Госпожа де Сов улыбнулась.
- А после вы туда ходили?
- И всякий раз говорил вам об этом.
- И вы не пойдете туда тайком от меня?
- Никогда.
- Поклянитесь.
- Поклялся бы, будь я гугенотом, но...
- Что "но"?
- Но католическая религия, догматы которой я сейчас изучаю, научила меня, что клясться не надо никогда.
- Сейчас видно гасконца! - покачивая головой, сказала г-жа де Сов.
- Шарлотта, а если бы я стал вас расспрашивать, вы ответили бы на мои вопросы?
- Конечно, - ответила молодая женщина. - Мне нечего скрывать от вас.
- В таком случае объясните мне, Шарлотта, как случилось, что, оказав мне отчаянное сопротивление до моей женитьбы, вы после нее перестали быть жестокой по отношению ко мне, беарнскому увальню, смешному провинциалу, к государю настолько бедному, что он не может придать драгоценностям своей короны должный блеск?
- Генрих, вы требуете, чтобы я разгадала загадку, которую на протяжении трех тысячелетий не могут разгадать философы всех стран, - отвечала Шарлотта. - Генрих, никогда не спрашивайте женщину, за что она вас любит; довольствуйтесь вопросом: "Вы меня любите?".
- Вы меня любите, Шарлотта? - спросил Генрих, - Люблю, - ответила г-жа де Сов с обаятельной улыбкой, кладя свою красивую руку на руку возлюбленного. Генрих сжал ее руку.
- А что, если бы разгадку, которую тщетно ищут философы на протяжении трех тысячелетий, я нашел, по крайней мере, в вашей любви, Шарлотта? - преследуя свою мысль, настаивал он.
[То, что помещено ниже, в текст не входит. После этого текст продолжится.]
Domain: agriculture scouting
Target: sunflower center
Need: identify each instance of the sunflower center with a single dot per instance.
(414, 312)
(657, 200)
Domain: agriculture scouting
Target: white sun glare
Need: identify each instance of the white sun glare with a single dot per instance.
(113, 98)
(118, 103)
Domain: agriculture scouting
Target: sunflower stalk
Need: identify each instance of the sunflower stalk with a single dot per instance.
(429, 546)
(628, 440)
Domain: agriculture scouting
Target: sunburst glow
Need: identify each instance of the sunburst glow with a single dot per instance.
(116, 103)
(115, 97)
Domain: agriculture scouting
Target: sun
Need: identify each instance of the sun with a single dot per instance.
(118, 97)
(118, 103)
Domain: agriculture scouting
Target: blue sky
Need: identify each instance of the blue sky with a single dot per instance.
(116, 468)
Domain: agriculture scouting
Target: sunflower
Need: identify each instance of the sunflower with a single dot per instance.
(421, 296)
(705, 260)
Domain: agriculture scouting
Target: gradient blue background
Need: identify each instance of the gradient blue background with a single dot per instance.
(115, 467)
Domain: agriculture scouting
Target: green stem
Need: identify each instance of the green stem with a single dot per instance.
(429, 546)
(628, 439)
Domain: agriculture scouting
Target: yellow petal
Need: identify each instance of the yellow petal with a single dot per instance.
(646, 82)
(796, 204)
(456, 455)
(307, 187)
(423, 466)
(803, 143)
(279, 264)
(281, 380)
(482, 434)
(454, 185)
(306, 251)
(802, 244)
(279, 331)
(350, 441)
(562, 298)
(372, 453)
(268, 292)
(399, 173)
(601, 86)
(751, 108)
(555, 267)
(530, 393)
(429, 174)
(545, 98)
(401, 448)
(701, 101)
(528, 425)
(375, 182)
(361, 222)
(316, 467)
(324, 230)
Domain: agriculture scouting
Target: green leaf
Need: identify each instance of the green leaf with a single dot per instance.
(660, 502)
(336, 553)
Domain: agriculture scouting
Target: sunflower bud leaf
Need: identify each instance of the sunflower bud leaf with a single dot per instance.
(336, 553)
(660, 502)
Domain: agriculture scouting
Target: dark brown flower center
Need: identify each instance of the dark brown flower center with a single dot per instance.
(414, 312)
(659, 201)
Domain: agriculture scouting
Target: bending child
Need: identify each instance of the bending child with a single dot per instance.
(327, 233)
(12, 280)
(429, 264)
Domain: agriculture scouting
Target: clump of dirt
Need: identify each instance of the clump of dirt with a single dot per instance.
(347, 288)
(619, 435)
Госпожа де Сов покраснела.
- Вы меня любите, - продолжал Генрих, - значит, мне больше нечего просить у вас, и я считаю себя счастливейшим человеком в мире. Но ведь вы знаете: любому счастью всегда чего-нибудь да не хватает. Даже Адам в раю не чувствовал себя вполне счастливым и вкусил от злосчастного яблока, наградившего всех нас любопытством, а потому всю жизнь мы стремимся узнать то, что нам неведомо. Скажите же, душенька моя, и откройте мне неведомое: может статься, поначалу вам приказала любить меня королева Екатерина?
- Генрих, говорите тише, когда говорите о королеве-матери, - заметила г-жа де Сов.
- O-o! - воскликнул Генрих так свободно и непринужденно, что обманул даже г-жу де Сов. - Когда-то я и впрямь побаивался нашей дорогой матушки и не ладил с нею, но теперь я - муж ее дочери...
- Муж королевы Маргариты! - покраснев от ревности, сказала Шарлотта.
- Лучше говорите тише, - сказал Генрих. - Теперь, когда я - муж ее дочери, мы с королевой-матерью - лучшие друзья. Чего от меня хотели? По-видимому, чтобы я стал католиком. Превосходно: меня коснулась благодать, и предстательством святого Варфоломея я стал католиком. Теперь мы живем одной семьей, как хорошие братья, как добрые христиане.